Ready-Made Gourmet Greens: Vegetarian Meals

by | Tanya's Tasty Tips

Vegetables are so much more than a side. At The Cookhouse, our vegetarian options give vegetables pride of place – made for taste and as a healthy meat-free option. Make more out of our vegetarian range with the following tips:

  1. Cream of Tomato, Onion, and Garlic Spinach

  • Beautiful as a pasta “sauce” – simply heat and add to your freshly cooked pasta (or our fettucine). Sprinkle with parmesan or cheddar and, if you like, fresh basil.
  • This tub of deliciousness makes an awesome mix for veggie lasagnes. It’s a cheat, but it works superbly! Lay down pasta sheets interspersed with our spinach and then topped with bechamel and cheese and bake to gooey… mmmmm!
  • Enjoy poured over crispy baked baby potatoes. Top with a good sprinkling of feta cheese and bake for a further 10 minutes or more depending on your oven. Top with fresh rocket and serve with garlic bread.
  • Make your own quiche by simply tossing this spinach into your quiche mix (eggs, cheese, etc.) and pour into your pastry base. Scrummy!


  1. Pizzaiola Sauce with Olives

This is SO much more than a pasta sauce! It’s my secret to lots of my vegetarian meals when hosting. We’ve cooked this sauce down for hours at The Cookhouse, so you have so little work left to do. Try it for:

  • Melanzane – simply the best!  
  • Veggie Casserole mixed with whole mushrooms or aubergine. Serve over brown rice, gnocchi, or crispy sweet potato wedges.
  • This makes the best “Shakshouka” (look it up – divine!). Simply pour into your oiled pan over low/medium heat, make a few holes, and crack an egg into each hole. Lid on top and gently bake your egg. Serve with crunchy ciabatta bread and butter.

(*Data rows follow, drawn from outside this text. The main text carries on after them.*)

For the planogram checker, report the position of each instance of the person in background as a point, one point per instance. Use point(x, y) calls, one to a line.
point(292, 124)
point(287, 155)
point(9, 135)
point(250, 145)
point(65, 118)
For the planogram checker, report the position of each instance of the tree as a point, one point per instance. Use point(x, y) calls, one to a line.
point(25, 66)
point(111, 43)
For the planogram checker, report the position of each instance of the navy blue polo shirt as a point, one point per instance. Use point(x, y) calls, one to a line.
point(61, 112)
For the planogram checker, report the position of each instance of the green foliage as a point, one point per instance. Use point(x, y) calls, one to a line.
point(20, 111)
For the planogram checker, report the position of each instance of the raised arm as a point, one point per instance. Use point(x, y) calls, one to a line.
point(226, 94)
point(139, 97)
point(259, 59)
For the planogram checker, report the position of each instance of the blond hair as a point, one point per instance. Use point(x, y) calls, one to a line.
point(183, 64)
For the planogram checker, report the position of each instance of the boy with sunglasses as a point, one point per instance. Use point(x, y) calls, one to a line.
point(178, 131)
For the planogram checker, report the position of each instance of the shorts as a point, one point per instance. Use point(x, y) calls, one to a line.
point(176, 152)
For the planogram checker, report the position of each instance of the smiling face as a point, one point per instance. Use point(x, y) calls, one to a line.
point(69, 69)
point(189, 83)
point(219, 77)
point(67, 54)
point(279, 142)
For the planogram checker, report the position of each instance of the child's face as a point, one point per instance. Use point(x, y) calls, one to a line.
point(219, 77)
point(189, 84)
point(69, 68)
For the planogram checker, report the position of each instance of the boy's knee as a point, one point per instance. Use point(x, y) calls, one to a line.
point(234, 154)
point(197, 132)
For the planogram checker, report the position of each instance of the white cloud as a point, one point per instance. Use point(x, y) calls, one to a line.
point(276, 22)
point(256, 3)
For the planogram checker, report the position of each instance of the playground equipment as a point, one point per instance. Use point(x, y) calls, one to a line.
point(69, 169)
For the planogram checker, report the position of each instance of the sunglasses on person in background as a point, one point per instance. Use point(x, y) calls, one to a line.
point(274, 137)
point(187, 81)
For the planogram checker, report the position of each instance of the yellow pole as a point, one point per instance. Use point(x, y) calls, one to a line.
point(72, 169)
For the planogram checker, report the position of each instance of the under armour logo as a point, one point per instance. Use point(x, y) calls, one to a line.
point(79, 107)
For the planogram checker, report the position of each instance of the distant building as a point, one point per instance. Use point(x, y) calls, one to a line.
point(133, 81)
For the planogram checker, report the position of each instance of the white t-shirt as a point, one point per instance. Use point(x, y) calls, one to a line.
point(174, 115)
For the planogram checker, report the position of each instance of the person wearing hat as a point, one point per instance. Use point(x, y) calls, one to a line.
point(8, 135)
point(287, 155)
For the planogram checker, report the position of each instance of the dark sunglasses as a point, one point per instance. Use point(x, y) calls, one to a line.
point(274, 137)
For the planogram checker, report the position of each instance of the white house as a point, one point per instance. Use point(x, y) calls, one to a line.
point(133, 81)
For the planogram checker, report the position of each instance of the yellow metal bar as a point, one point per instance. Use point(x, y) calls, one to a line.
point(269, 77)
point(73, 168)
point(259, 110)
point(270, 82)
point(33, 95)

  1. Cape Malay Creamed Veggie Masala

This versatile dish can be served in different and exciting ways:

  • Mix with our flavoured rice, add some full cream yoghurt, and sambals (if you like); then wrap up in rotis and serve.
  • My vegetarian friends love it when I serve this dish over barley for a change from rice. It gives the whole dish a wonderful texture twist and has that lovely, nutty flavour. I always do a dollop of my cucumber raita (a mix of plain yoghurt, mint, cucumber, lemon, and garlic).
  • Add lentils, steamed potatoes, and cream or coconut milk to literally double your portion size. No need to add any more flavour. Serve with traditional basmati and sambals on the side.

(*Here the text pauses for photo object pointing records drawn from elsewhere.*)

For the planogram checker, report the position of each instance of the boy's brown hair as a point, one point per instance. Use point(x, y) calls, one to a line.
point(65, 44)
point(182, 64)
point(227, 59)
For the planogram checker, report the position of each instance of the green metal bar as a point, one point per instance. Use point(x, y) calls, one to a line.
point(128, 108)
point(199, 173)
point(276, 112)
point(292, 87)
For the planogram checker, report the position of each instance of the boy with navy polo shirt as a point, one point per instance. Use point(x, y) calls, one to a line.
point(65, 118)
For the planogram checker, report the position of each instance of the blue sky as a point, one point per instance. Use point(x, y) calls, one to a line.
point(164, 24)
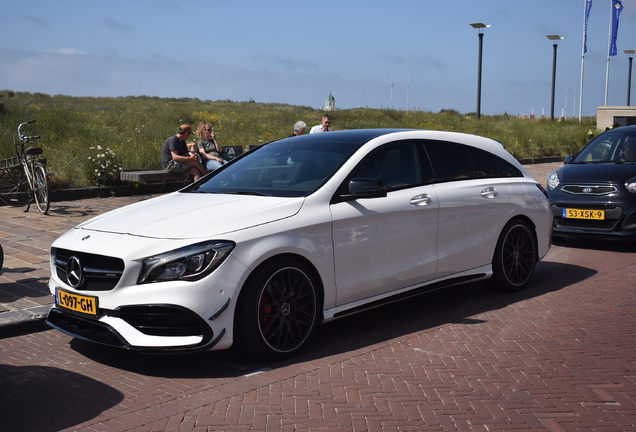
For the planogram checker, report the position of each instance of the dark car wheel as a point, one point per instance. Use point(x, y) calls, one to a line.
point(277, 311)
point(515, 256)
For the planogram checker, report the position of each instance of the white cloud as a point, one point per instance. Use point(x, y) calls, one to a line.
point(66, 51)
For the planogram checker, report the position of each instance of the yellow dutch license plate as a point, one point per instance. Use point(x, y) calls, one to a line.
point(584, 214)
point(77, 303)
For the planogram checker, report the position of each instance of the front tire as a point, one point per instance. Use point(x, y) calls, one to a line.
point(515, 256)
point(277, 311)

  1. Mac ‘n Cheese with Butternut Mash

Getting the kids to eat vegetables can be a challenge. My eight year old will only eat butternut this way! Decant The Cookhouse Mac ‘n Cheese into a big bowl. Add a tub of our Creamy Butternut Mash and mix the two together, thoroughly. Pop your mix into an oven dish and sprinkle cheese on top. Bake to crispy! It’s delicious and the kids hardly realise they’re eating a good portion of this beta-carotene filled, immune-boosting veg!